Temperley-Lieb categories with coloured regions and Jones-Wenzl projectors

TL;DR

This paper studies coloured Temperley-Lieb categories with Jones-Wenzl projectors, establishing conditions for semisimplicity, decomposing tensor products, and proving a conjecture on Gram determinants and trace pairings.

Contribution

It extends Temperley-Lieb categories to coloured regions, determines their semisimplicity, and proves a conjecture on Gram determinants and trace non-degeneracy.

Findings

Categories are semisimple under certain conditions.

Explicit decompositions of tensor products of simple objects.

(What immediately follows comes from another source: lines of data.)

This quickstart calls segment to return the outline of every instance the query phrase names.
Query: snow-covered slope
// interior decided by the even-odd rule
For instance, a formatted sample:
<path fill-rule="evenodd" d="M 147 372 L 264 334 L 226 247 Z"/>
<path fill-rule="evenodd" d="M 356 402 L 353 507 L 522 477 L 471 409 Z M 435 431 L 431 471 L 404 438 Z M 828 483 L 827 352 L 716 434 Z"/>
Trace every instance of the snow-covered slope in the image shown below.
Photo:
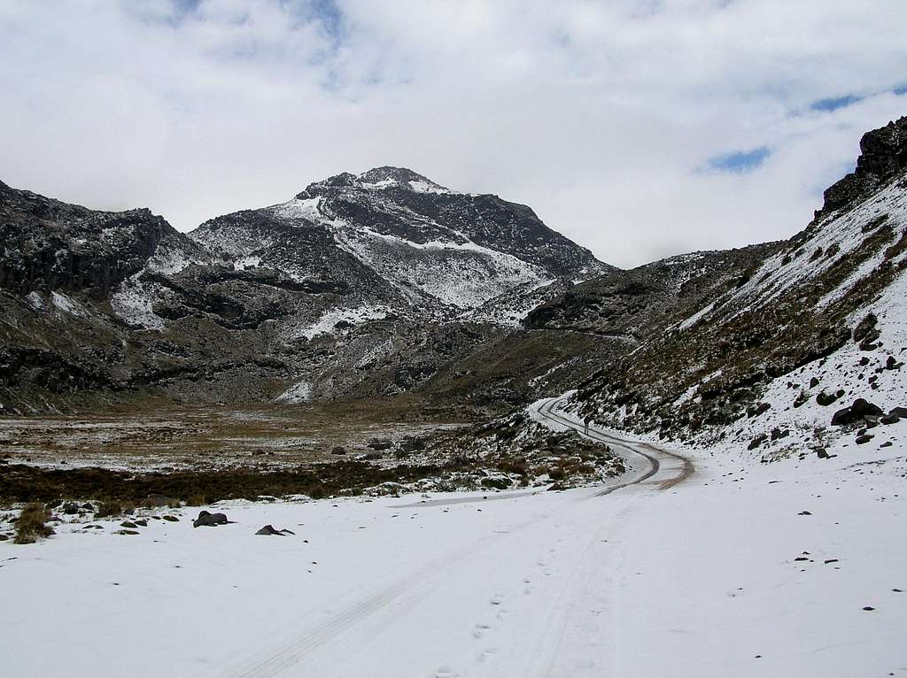
<path fill-rule="evenodd" d="M 586 410 L 774 459 L 874 426 L 832 426 L 858 398 L 876 415 L 907 405 L 905 131 L 907 118 L 867 133 L 806 229 L 609 365 L 578 393 Z"/>

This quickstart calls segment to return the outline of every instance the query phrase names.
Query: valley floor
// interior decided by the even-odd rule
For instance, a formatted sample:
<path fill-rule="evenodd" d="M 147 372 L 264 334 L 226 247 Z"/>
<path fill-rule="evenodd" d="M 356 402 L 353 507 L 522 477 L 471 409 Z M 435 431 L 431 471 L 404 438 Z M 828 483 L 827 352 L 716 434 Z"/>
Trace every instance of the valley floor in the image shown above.
<path fill-rule="evenodd" d="M 2 673 L 907 675 L 903 448 L 829 451 L 755 468 L 696 452 L 671 487 L 684 464 L 660 454 L 608 494 L 230 502 L 235 524 L 193 529 L 186 508 L 137 536 L 61 526 L 0 545 Z M 630 479 L 648 470 L 638 459 Z M 296 534 L 256 536 L 265 524 Z"/>

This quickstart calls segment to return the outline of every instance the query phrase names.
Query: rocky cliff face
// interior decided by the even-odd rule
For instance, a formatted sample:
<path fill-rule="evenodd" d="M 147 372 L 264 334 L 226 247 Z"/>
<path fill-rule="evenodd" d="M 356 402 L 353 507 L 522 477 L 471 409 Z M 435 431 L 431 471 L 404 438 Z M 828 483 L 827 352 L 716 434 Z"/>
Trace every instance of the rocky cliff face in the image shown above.
<path fill-rule="evenodd" d="M 831 186 L 816 219 L 867 197 L 907 168 L 907 116 L 866 132 L 856 170 Z"/>
<path fill-rule="evenodd" d="M 902 404 L 904 125 L 863 137 L 857 171 L 826 192 L 806 229 L 645 337 L 632 360 L 606 364 L 582 385 L 578 406 L 612 426 L 730 436 L 769 454 L 821 444 L 835 402 Z M 541 318 L 566 311 L 558 313 Z"/>
<path fill-rule="evenodd" d="M 0 286 L 103 295 L 159 247 L 190 243 L 147 209 L 99 212 L 0 183 Z"/>

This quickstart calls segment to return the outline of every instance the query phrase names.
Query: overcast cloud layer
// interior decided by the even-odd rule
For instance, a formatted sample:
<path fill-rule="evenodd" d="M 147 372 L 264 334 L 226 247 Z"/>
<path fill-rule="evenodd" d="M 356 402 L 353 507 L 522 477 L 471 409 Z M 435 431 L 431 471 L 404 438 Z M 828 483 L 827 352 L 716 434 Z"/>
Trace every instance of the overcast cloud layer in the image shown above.
<path fill-rule="evenodd" d="M 907 114 L 903 0 L 0 2 L 0 179 L 180 230 L 378 165 L 630 266 L 787 237 Z"/>

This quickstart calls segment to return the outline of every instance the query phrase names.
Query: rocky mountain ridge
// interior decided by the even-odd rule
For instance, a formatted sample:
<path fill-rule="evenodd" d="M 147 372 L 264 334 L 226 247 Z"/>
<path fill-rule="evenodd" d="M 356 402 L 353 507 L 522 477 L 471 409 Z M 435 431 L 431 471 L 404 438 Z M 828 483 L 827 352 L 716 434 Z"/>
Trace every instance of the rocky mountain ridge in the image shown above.
<path fill-rule="evenodd" d="M 520 305 L 611 269 L 529 208 L 399 168 L 188 235 L 5 186 L 0 210 L 7 411 L 405 392 L 516 328 Z"/>
<path fill-rule="evenodd" d="M 605 365 L 574 407 L 660 438 L 730 437 L 770 458 L 822 449 L 835 409 L 856 399 L 904 404 L 905 130 L 902 118 L 868 132 L 856 171 L 805 229 L 646 337 L 632 361 Z"/>

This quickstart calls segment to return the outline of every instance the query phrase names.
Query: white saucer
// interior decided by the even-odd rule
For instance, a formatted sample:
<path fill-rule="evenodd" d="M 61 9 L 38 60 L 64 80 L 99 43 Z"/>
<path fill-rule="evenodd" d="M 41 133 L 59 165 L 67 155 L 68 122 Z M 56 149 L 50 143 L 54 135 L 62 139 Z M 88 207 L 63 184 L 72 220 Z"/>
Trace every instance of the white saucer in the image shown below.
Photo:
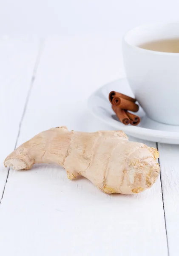
<path fill-rule="evenodd" d="M 179 126 L 160 123 L 148 118 L 141 107 L 137 114 L 141 122 L 136 126 L 125 125 L 118 120 L 108 99 L 112 90 L 134 97 L 126 78 L 104 85 L 90 96 L 88 101 L 90 111 L 103 122 L 129 135 L 155 142 L 179 144 Z"/>

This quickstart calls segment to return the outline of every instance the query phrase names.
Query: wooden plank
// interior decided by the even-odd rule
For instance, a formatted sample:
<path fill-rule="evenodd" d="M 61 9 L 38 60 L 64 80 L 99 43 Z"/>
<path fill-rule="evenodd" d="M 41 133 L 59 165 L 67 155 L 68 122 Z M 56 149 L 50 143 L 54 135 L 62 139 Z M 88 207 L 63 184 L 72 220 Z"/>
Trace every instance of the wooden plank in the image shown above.
<path fill-rule="evenodd" d="M 0 39 L 0 201 L 8 172 L 3 162 L 14 148 L 38 47 L 37 40 Z"/>
<path fill-rule="evenodd" d="M 179 145 L 159 143 L 158 148 L 169 250 L 175 256 L 179 251 Z"/>
<path fill-rule="evenodd" d="M 119 41 L 115 47 L 114 42 L 47 41 L 18 145 L 51 127 L 112 129 L 88 113 L 86 102 L 104 80 L 117 78 L 114 56 L 119 57 Z M 107 195 L 85 178 L 68 180 L 58 166 L 39 165 L 26 172 L 11 170 L 4 198 L 0 211 L 3 256 L 168 254 L 159 179 L 137 195 Z"/>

Confirmed a conjecture on Gram determinants and trace pairings.

Abstract

Generalised Temperley-Lieb categories with regions labelled by elements of a commutative algebra were introduced by M. Khovanov and the second author in [Pure Appl. Math. Q. 19 (2023), no. 5]. We consider the case where the regions are labelled by colours, corresponding to a complete set of orthogonal idempotents of a semisimple commutative algebra. We determine when these generalised Temperley-Lieb categories are semisimple and find the direct sum decompositions of tensor products of simple objects. As the main tool we use two-variable versions of Chebychev polynomials and coloured Jones-Wenzl projectors. As a consequence, we prove a conjecture of M. Khovanov and the second author on Gram determinants and non-degeneracy of trace pairings for the associated Temperley-Lieb algebras with coloured regions.